A workflow for experimenting with the Sockeye NMT system. It downloads the IWSLT data for experiments. No preprocessing is done since the workflow uses sentencepiece which does all the necessary preprocessing in one go. Importantly, evaluation with Multeval is done on the original text (no recasing, tokenisation or the like). The available language pairs are English paired with Arabic, Czech, German and French.
Important: If you want to use this workflow with an NMT system different from sockeye, you will need to modify train_model.tape and download the necessary software using packages.tape. Finally, you can manipulate data.tape to use different data sets. There should be no need to touch any of the other tapes.
This workflow will download and build the following:
- a version of sockeye (currently from a private repo, so please change that to the public sockeye repo -> the repositories are specified in packages.tape).
- Google's sentence piece software for creating subword units.
- Multeval for the evaluation of the models.
While you are of course welcome to adjust the workflow to your needs, for basic models it should suffice to set the appropriate parameters in sockeye.tconf.
First and foremost you need ducttape.
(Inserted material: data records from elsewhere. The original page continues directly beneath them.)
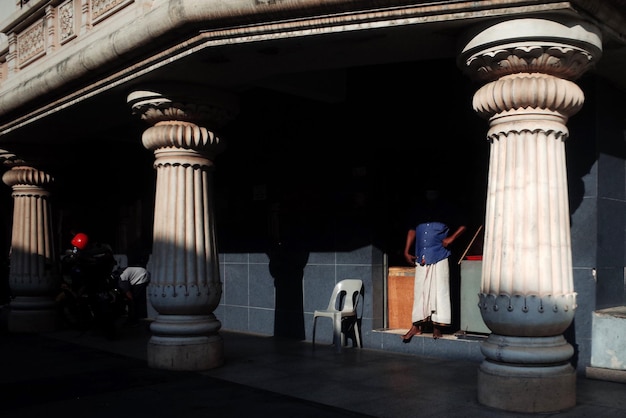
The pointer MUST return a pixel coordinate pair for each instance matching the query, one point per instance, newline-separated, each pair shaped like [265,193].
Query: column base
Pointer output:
[186,354]
[32,321]
[527,389]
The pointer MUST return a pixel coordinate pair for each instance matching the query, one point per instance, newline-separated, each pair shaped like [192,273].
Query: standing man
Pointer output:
[434,225]
[133,282]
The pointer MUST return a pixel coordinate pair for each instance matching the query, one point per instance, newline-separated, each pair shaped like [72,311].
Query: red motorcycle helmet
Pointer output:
[80,241]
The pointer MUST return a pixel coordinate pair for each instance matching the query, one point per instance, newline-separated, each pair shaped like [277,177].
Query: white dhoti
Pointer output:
[431,293]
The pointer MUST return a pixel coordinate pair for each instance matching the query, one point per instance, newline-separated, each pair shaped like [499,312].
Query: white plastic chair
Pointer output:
[343,305]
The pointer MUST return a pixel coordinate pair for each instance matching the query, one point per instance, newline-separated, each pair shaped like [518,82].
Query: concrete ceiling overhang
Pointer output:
[303,51]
You can get a ready-built version by typing
wget http://www.cs.cmu.edu/~jhclark/downloads/ducttape-0.3.tgz
tar -xvzf ducttape-0.3.tgz
export PATH=$PWD/ducttape-0.3:$PATH
To ensure that the dependencies of sentencepiece and multeval are satisfied, run
sudo apt-get install autoconf automake libtool libprotobuf-c++ protobuf-compiler libprotobuf-dev ant
Notice that the pulled sockeye version requires cuda8.
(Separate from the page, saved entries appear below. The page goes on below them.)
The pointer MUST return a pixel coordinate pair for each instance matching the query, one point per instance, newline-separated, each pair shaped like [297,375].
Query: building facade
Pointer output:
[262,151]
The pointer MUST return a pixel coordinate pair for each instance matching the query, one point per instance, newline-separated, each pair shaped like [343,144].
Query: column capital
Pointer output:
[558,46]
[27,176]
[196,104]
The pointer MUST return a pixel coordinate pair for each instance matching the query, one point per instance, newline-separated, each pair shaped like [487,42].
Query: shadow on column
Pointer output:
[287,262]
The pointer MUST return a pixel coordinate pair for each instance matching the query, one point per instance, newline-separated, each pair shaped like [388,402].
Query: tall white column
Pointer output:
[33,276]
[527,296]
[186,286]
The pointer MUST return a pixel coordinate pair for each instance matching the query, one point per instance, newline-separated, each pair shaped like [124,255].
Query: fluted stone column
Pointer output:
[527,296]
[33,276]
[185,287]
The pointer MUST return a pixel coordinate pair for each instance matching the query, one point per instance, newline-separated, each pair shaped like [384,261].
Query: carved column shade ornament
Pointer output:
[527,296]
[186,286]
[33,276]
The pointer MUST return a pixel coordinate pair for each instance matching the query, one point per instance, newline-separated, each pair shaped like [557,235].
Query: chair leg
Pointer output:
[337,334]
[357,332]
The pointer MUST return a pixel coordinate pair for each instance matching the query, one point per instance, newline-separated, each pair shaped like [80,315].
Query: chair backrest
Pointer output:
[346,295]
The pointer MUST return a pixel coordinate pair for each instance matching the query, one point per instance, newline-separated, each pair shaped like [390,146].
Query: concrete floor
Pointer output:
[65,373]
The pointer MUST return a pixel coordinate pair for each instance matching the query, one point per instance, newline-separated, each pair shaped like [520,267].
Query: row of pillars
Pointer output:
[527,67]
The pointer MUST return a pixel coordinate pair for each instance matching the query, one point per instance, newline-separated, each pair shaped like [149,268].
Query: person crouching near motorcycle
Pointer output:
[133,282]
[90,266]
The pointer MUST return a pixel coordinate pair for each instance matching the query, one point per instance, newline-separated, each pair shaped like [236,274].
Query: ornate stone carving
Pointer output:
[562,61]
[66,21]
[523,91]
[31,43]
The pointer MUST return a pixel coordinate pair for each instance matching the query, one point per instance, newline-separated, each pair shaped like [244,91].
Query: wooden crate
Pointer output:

After all the above, simply type
ducttape workflow.tape -C sockeye.tconf -p toy -O <path to output directory>
In order to run your own experiments, you will need to specify different plans. Currently, there is only one plan: toy. It has two branch points, namely Attention and RnnCell. It runs 4 experiments in total, crossing the 2 rnn cell types with the 2 attention types (there are more in sockeye but the branch points only use 2). Try designing your own experiments by introducing new branch points!